Prices for ecommerce goods have been continuing their climb upwards. According to data from Adobe’s Digital Economy Index report, online prices rose by 3.1% during July when compared to the same month last year.
This number outpaces the 2.3% year-over-year increase for June.
Ever since last month, Adobe has begun to report on the prices of online goods. They decided to keep track because they were watching a huge reversal of a 5-year pattern of price decreases.
The problem here is that with higher ecommerce demand and supply chain shortages, online prices are ticking upwards. “Online inflation remains high and shows no signs of slowing down,” according to the Adobe report.
“As the digital economy expands online,” said Vivek Pandya, lead analyst at Adobe Digital Insights, “online pricing trends will have a greater impact on how we measure and understand inflation overall. Consider that in just the first seven months of 2021, consumers have already spent over $481 billion online, a staggering 61% increase over the same period in 2019.”

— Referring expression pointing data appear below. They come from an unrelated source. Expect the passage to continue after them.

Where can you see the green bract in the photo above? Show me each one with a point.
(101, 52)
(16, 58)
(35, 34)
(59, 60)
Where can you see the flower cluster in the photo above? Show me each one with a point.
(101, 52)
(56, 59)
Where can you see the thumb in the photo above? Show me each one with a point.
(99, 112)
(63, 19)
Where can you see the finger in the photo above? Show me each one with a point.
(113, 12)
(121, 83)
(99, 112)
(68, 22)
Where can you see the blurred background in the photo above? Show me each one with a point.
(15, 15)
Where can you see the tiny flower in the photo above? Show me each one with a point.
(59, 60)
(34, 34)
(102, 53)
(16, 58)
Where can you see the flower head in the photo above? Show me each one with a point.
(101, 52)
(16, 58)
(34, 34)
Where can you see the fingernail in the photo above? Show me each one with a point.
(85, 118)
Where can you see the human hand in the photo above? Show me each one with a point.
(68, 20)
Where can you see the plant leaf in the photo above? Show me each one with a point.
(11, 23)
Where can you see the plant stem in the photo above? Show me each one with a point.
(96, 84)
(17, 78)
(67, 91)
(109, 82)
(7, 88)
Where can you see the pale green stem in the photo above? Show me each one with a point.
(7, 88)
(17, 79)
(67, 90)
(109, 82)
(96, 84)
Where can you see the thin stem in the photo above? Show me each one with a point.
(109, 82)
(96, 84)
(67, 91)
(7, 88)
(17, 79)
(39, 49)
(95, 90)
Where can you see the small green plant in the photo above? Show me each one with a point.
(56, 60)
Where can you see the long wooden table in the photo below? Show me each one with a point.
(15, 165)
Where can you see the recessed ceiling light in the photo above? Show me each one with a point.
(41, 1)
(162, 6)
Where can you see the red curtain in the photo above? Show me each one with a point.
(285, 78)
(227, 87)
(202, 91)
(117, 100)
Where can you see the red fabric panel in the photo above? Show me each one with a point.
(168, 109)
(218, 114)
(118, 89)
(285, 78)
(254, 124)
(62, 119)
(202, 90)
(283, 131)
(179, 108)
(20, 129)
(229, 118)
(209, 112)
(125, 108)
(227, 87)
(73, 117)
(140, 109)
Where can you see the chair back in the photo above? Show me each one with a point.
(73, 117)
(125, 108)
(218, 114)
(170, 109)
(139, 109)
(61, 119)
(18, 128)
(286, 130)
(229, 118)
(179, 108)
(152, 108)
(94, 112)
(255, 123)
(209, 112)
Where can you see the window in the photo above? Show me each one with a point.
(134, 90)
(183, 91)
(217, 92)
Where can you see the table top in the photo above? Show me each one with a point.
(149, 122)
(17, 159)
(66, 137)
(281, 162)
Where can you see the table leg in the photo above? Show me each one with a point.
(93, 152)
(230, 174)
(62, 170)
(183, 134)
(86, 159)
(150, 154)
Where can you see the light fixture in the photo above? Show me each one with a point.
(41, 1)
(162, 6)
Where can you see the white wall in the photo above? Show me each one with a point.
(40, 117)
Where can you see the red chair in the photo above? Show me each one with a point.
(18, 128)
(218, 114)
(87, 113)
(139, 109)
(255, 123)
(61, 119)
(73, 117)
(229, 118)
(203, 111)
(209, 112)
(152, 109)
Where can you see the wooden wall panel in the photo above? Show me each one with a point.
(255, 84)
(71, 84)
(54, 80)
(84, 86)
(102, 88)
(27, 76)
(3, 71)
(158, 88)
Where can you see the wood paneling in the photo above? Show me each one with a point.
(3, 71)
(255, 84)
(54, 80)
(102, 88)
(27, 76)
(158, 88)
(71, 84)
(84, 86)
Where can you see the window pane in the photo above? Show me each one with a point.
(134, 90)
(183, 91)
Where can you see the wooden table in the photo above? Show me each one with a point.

Due to the sharp growth in online shopping – ever since the beginning of the pandemic – it has become important to measure the inflation of online prices.
For a broader historical perspective, between 2015 and 2019, ecommerce prices dropped by an average of 3.9% each year.
Opening up Adobe’s analysis, it has started to track 18 product categories; price increases were registered across 9 of 18 categories – which in previous years registered decreases.
When compared on a monthly basis, online prices actually fell 0.7% from June to July. Yet to get a better understanding, annual comparisons are considered more accurate given that greater volatility in ecommerce prices versus offline prices results in monthly fluctuations online.
In the category “electronics and computers,” prices actually declined year-on-year. However, the decreases were much lower than the average declines in previous years.
For example, electronics were 2% down, yet in previous years it was 9%. For computers, they were down 7% compared to 9.2% in previous years.
One of the more striking stats to come from the data is that, under the “non-prescription drugs” category, online prices increased 5.6% year-on-year in July after a 5-year average increase of just 0.01%.
Elsewhere, the “pet products” category rose 1.37% year-on-year; the “groceries” category up 1.3%; and the “personal care” categories 1.23%. And the “apparel” category saw double-digit increases, up 15.26% when compared to July, 2020.
In fact, the only category to witness deflated prices that were below the 5-year average was “office supplies,” which was down 2.5%.